Chers ivoiriens, vous qui ne vivez pas aux USA pour analyser scientifiquement la gravité de ces énergies fossiles sur la planète de façon concrète. Vous qui n’êtes pas dans les pays où l’impact du réchauffement climatique se ressent fortement; vous qui n’avez pas vécu à grandes coudées le phénomène El Niño qui a affamé plus d’un million de personnes et déplacé des millions de familles en Afrique (Ethiopie, Zimbabwe, Kenya pour exemple); vous vivez quand même dans des zones où vous avez senti de fortes chaleurs depuis des mois. Vous qui êtes dans des villes balnéaires comme Bassam ou Jacqueville constatez comment la mer avance et détruitdes habitations. Chez mon père à Grand Lahou, la mer bouffe la côte petit à petit et gagne du terrain.

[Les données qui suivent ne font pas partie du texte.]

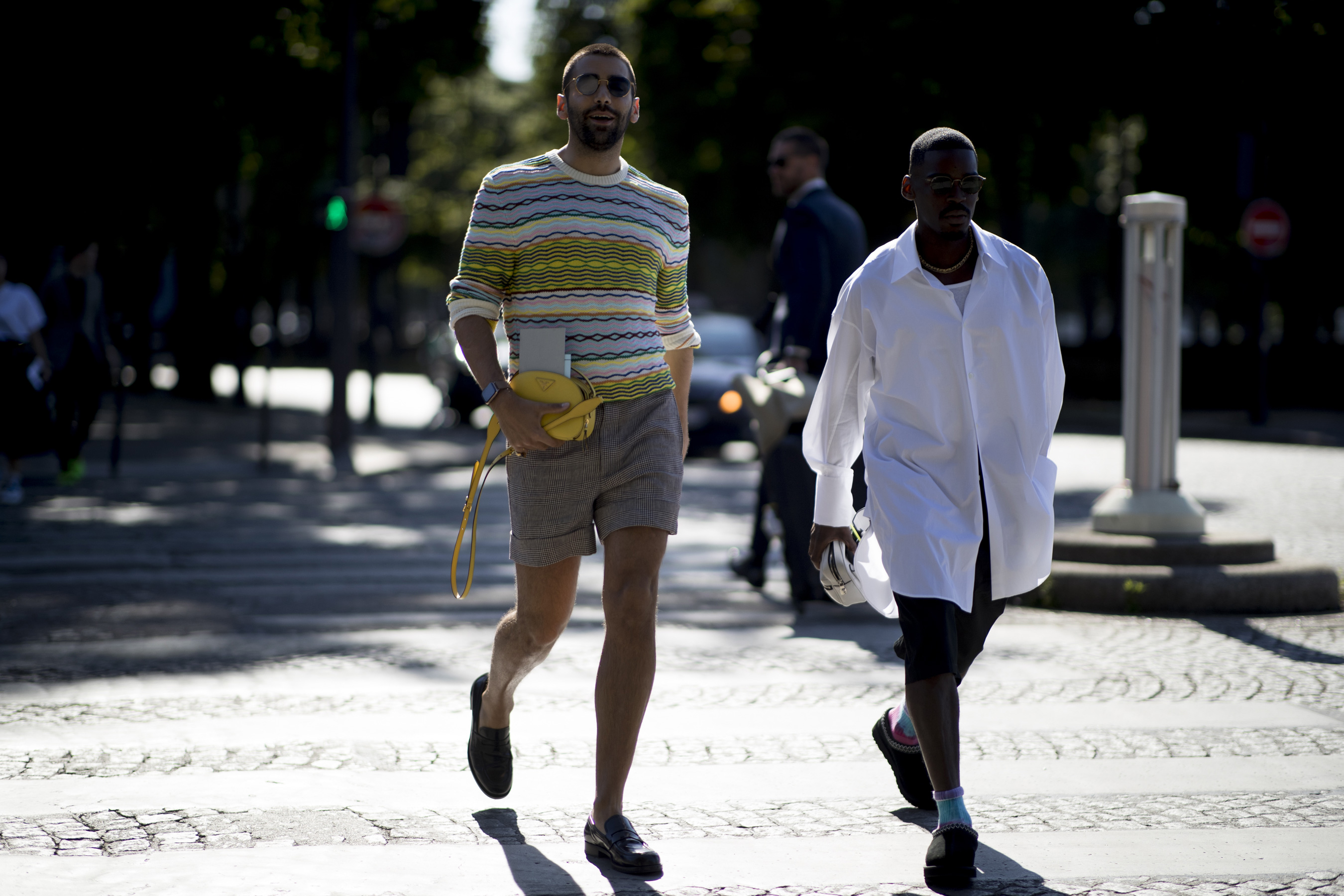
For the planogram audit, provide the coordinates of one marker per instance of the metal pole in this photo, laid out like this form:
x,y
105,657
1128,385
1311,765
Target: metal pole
x,y
343,265
1149,500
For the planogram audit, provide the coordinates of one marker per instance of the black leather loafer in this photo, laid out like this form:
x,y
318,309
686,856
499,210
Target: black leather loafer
x,y
951,860
621,847
488,751
907,765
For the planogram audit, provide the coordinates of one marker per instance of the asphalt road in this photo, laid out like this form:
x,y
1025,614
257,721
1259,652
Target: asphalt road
x,y
269,673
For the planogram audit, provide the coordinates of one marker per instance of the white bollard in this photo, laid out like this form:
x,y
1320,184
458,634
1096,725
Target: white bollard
x,y
1149,500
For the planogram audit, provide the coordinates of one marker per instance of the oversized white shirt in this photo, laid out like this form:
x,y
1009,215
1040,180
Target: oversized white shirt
x,y
924,390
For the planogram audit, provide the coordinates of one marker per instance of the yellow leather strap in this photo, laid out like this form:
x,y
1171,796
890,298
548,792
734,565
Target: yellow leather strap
x,y
480,470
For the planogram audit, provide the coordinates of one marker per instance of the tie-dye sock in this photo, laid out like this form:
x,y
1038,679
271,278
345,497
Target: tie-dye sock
x,y
952,808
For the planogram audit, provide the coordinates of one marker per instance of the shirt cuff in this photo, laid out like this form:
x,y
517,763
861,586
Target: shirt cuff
x,y
682,339
460,308
835,500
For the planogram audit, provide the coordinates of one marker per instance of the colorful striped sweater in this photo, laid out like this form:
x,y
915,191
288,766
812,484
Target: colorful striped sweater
x,y
602,257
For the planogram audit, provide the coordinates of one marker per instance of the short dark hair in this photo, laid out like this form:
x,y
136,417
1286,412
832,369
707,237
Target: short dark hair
x,y
937,139
805,141
593,50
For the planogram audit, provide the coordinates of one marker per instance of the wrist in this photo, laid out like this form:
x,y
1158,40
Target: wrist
x,y
494,390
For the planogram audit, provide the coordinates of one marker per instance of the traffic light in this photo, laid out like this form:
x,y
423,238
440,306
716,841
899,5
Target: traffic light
x,y
336,216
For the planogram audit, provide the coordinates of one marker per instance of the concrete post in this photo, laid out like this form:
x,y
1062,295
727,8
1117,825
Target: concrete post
x,y
1149,501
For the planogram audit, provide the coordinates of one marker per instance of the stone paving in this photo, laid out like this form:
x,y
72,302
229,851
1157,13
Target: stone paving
x,y
145,831
140,618
1167,743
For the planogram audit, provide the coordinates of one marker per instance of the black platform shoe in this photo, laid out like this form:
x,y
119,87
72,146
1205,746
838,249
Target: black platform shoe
x,y
951,862
907,765
621,847
488,751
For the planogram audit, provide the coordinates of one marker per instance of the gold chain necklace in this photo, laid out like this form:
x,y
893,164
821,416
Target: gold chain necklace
x,y
948,270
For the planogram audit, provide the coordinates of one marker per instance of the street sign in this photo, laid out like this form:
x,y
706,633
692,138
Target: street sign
x,y
1265,230
378,226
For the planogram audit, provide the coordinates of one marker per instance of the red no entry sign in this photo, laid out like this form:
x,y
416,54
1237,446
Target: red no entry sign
x,y
1264,229
378,226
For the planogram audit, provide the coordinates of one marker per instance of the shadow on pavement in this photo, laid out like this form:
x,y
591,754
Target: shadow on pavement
x,y
1241,629
534,874
992,864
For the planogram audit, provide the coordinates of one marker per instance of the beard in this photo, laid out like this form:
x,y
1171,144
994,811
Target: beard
x,y
598,141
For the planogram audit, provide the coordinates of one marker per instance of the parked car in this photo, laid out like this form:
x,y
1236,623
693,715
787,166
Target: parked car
x,y
729,345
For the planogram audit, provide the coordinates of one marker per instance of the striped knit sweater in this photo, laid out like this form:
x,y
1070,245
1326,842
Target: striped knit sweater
x,y
602,257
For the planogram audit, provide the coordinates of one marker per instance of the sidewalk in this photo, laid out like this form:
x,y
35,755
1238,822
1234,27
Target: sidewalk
x,y
226,683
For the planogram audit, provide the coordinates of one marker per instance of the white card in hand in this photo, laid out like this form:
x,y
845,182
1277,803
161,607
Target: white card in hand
x,y
542,349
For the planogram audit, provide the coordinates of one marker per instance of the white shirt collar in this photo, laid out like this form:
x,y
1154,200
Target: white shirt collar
x,y
906,257
812,186
592,180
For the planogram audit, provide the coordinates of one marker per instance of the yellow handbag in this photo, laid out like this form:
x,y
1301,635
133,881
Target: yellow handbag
x,y
574,425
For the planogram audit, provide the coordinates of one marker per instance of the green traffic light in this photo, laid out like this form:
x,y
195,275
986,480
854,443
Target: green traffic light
x,y
336,214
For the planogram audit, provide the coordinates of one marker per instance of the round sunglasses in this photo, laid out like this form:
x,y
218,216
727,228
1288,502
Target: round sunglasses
x,y
616,85
943,185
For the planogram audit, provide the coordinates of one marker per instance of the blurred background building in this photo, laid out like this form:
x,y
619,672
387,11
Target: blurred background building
x,y
201,144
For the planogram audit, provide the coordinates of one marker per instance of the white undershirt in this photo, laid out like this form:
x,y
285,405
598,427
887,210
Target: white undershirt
x,y
960,292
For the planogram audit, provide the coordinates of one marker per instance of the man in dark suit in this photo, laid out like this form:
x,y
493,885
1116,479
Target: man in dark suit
x,y
83,355
817,243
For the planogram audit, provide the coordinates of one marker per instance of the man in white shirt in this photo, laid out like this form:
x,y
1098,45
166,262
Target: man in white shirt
x,y
945,372
23,370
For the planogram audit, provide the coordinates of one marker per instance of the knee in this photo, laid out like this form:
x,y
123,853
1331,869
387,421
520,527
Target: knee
x,y
631,608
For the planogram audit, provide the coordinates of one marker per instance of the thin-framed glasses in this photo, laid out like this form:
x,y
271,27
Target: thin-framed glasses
x,y
616,85
941,185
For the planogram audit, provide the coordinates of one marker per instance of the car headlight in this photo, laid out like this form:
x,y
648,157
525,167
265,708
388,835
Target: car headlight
x,y
730,402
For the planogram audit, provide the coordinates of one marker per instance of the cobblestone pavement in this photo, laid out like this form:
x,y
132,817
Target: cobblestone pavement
x,y
1168,743
145,831
139,618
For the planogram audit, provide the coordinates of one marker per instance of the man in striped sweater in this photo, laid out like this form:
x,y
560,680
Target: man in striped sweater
x,y
580,239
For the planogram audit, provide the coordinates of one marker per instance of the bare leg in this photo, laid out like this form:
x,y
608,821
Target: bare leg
x,y
936,710
527,633
625,673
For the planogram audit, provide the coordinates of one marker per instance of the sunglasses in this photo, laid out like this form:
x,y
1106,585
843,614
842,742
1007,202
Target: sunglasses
x,y
943,186
616,85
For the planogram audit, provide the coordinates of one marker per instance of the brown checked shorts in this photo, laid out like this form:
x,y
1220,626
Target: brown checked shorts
x,y
627,473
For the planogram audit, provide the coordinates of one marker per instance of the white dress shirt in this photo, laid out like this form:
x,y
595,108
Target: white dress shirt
x,y
922,389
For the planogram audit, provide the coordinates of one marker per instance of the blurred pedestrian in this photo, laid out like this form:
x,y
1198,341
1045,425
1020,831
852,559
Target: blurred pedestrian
x,y
81,351
546,247
24,370
947,375
817,243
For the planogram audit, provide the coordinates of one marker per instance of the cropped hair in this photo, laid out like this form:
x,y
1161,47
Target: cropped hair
x,y
807,141
937,139
593,50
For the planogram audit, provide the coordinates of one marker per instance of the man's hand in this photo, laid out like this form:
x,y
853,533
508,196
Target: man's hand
x,y
679,363
824,535
522,422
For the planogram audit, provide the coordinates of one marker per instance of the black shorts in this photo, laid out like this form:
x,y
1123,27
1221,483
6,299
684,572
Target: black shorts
x,y
937,636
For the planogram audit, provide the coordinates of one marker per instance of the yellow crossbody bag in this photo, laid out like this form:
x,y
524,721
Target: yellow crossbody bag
x,y
573,425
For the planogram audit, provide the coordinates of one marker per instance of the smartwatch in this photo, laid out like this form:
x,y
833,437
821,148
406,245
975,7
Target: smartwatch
x,y
492,390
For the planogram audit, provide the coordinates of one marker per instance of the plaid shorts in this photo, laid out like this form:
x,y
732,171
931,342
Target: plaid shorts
x,y
627,473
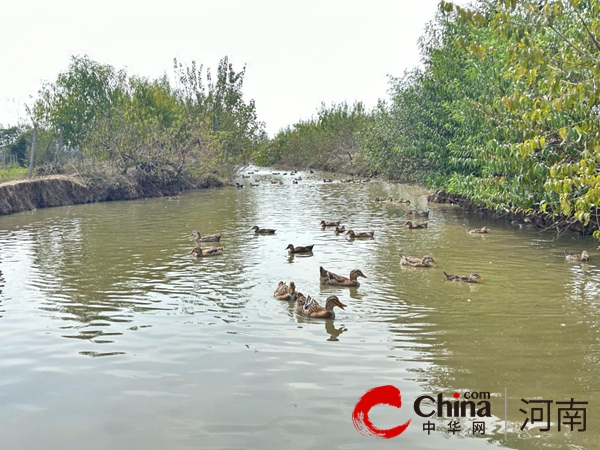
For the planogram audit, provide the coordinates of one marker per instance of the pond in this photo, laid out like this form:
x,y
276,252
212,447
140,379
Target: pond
x,y
115,336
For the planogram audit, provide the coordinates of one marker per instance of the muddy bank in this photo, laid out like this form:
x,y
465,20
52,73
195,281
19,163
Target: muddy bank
x,y
61,190
535,219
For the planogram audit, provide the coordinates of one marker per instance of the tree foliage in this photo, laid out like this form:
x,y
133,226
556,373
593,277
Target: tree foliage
x,y
332,139
505,110
156,126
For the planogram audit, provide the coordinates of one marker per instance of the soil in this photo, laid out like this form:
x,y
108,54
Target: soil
x,y
61,190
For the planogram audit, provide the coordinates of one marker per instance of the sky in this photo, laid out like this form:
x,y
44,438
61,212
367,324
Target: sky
x,y
298,54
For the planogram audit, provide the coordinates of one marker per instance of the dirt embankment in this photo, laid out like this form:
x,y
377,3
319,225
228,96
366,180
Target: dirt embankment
x,y
60,190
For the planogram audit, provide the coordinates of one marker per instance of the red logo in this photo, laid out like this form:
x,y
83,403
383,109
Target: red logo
x,y
381,395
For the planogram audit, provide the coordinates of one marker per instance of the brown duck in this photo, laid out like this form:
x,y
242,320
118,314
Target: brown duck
x,y
300,249
419,226
360,235
330,224
209,238
201,252
285,292
258,230
572,257
309,307
472,278
412,261
482,230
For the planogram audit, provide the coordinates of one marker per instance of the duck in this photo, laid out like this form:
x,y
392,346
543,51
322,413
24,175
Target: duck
x,y
481,230
309,307
412,261
330,224
200,252
339,230
572,257
263,230
300,249
333,279
414,213
410,225
360,234
208,238
472,278
285,292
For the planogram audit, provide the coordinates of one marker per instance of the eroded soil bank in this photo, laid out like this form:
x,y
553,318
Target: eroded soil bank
x,y
61,190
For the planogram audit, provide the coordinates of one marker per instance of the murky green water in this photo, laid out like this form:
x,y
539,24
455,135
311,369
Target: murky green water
x,y
113,336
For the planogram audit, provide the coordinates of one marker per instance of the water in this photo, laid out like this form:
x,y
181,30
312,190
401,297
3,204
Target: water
x,y
114,336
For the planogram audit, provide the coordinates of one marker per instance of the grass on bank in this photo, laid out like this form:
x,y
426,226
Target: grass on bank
x,y
10,173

Plutôt que de parler du réchauffement climatique à l’échelle macro, étasuniens ou onusien, constatons de plus près ce qui nous concerne. Constatons chaque jour ces ordures qui enflamment notre odorat, constatons ces sachets qui asphyxient la ville, constatons cette belle lagune qui sent, constatons ces eaux usées qui donnent un aspect dégoûtant à nos belles villes, constatons. Constatons. Constatons. Ai-je besoin de vous montrer des photos ? Vous les côtoyez à longueur de journée.

Je pense que l’engagement de chacun ne doit pas dépendre de si les USA ou la France ou la Russie s’engagent ou pas. Il s’agit de régler nos problèmes selon nos réalités. Le développement durable ce n’est pas les grandes questions scientifiques à n’en point finir. Il s’agit de penser certes globalement, mais surtout d’agir localement. Non pas pour suivre un certain ordre, mais pour faire quelque chose de bien pour nous, pour d’autres, pour la postérité.

Arrêtons de penser comme si le développement durable n’interpellait que les grands scientifiques. Cette question n’est pas la grande question ! Elle concerne le plus grand connaisseur au citoyen lambda que je suis. On n’a pas besoin d’être un super grand expert onusien pour comprendre que la propreté de l’environnement est un bien être. La sauvegarde du patrimoine par le respect, l’entretien et l’innovation est une leçon qui nous appelle tous. Peu importe ta carrure diplomatique ou ton rang social. Arrête de salir et de polluer. Nettoie là où tu vis et pense aussi en consommant, à tes enfants que tu es en train de mettre au monde.